1970 tarihli ve kalbimde, bir Godfrey Ho kadar olmasa da, en az onun kadar acayip bir yeri olan Teruo Ishii tarafından yönetilmiş Kaidan Nobori Ryu (Blind Woman’s Curse), yönetmenin filmografisinde önemli bir yer tutan yakuza filmlerinden birisi. Her ne kadar klasik bir yakuza filmi diyemesek de klasik bir Ishii filmi diyebiliriz gönül rahatlığıyla. Zira işin içine bir kedinin lanetini ve kendine has acayip öğelerini karıştırmayı her nasılsa başarmış yönetmen.



Japon sinemasının yıldızlarından Meiko Kaji ablayı, Tachibana çetesinin başı Akemi olarak karşımıza çıkaran filmin açılış sahnesi oldukça etkileyici. Akemi’nin 5 kişiden oluşan ekibinin herbirinin sırtında, birleştikleri zaman tek parça haline gelen ejderha dövmesinin bir parçası mevcut. Elbette ejderhanın kafası, Akemi’nin sırtında. Dövüşürken, biliyorum çok bayat olacak ama Voltron gibi birleşmek suretiyle kendilerine has bir stil oluşturan ekip, dalgalanmak suretiyle müthiş bir görüntü meydana getirmişler.

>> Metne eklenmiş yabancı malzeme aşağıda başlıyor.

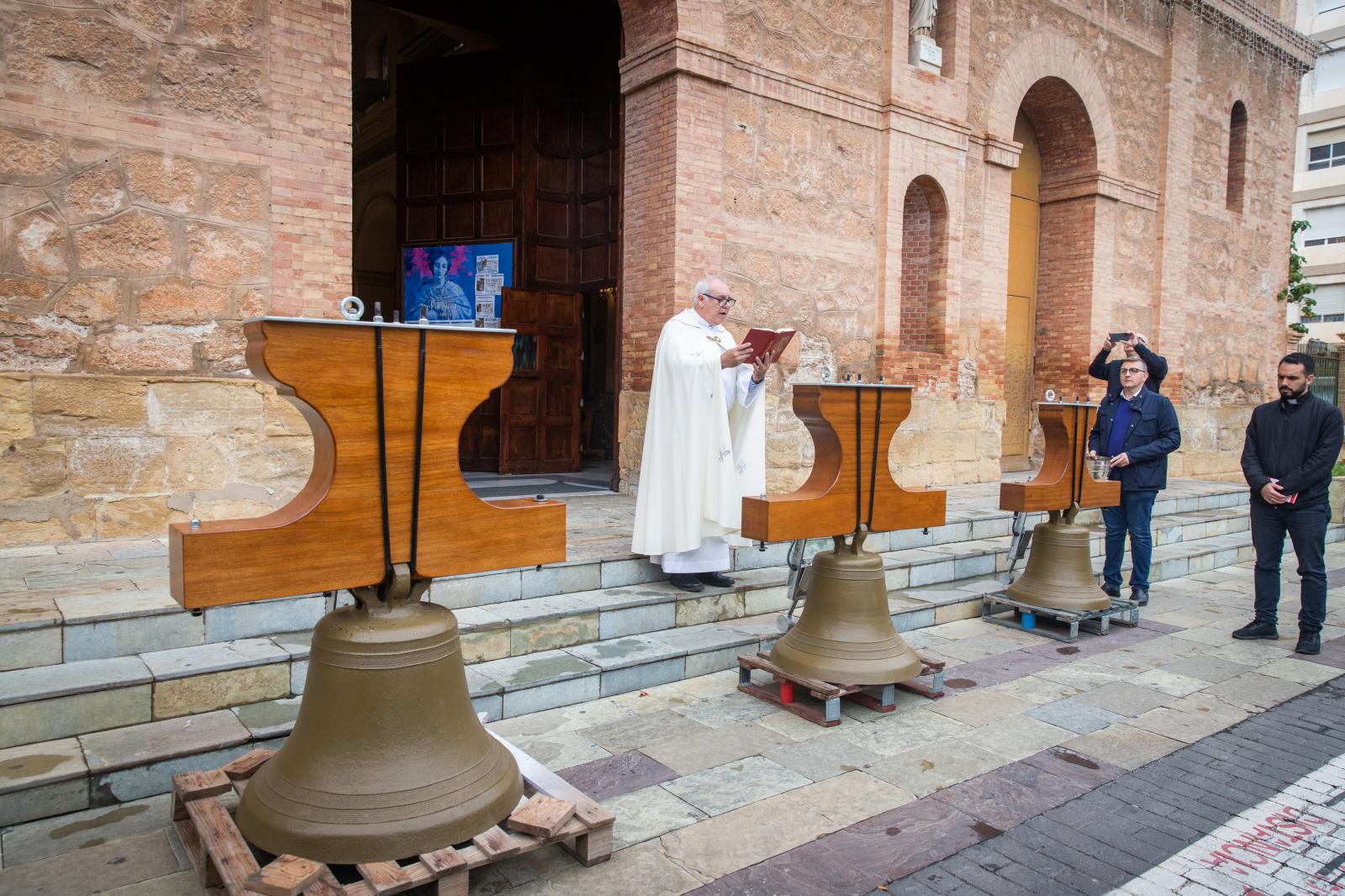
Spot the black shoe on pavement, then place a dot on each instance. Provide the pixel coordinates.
(1309, 642)
(1257, 630)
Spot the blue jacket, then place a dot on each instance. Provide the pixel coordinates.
(1153, 435)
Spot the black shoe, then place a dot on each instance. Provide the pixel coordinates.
(1257, 630)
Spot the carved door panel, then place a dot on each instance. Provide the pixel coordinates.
(540, 405)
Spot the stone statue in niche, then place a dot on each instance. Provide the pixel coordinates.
(925, 53)
(921, 18)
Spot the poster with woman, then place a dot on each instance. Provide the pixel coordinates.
(456, 282)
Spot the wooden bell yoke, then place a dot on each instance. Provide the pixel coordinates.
(851, 485)
(1063, 482)
(387, 403)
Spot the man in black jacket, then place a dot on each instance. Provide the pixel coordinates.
(1288, 458)
(1102, 369)
(1137, 430)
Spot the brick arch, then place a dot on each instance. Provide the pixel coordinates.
(1048, 55)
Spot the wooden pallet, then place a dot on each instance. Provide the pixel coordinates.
(551, 811)
(831, 694)
(1001, 609)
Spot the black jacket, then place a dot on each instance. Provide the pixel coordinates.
(1100, 369)
(1152, 436)
(1297, 444)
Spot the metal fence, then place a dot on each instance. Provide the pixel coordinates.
(1328, 381)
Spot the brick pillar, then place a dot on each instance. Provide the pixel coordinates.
(309, 148)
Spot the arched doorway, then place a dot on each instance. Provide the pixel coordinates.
(1052, 221)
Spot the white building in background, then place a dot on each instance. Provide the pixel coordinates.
(1320, 170)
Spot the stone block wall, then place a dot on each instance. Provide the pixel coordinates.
(166, 171)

Böyle ahenkle ve doygun renklerle, seyircisini büyüleyen film, bekletmeden bombasını patlatıyor. Karşı çetenin liderini öldürmek için hamle yapan Akemi, “Lütfen abimi öldürme” diyerek abisinin önüne atılan genç kadının gözlerini kılıcıyla kör ediyor. Yere düşen kadının başucunda peyda olan kara kedi (jaguar desek yeridir), kadının gözlerini yalamak suretiyle lanet olayını başlatıyor.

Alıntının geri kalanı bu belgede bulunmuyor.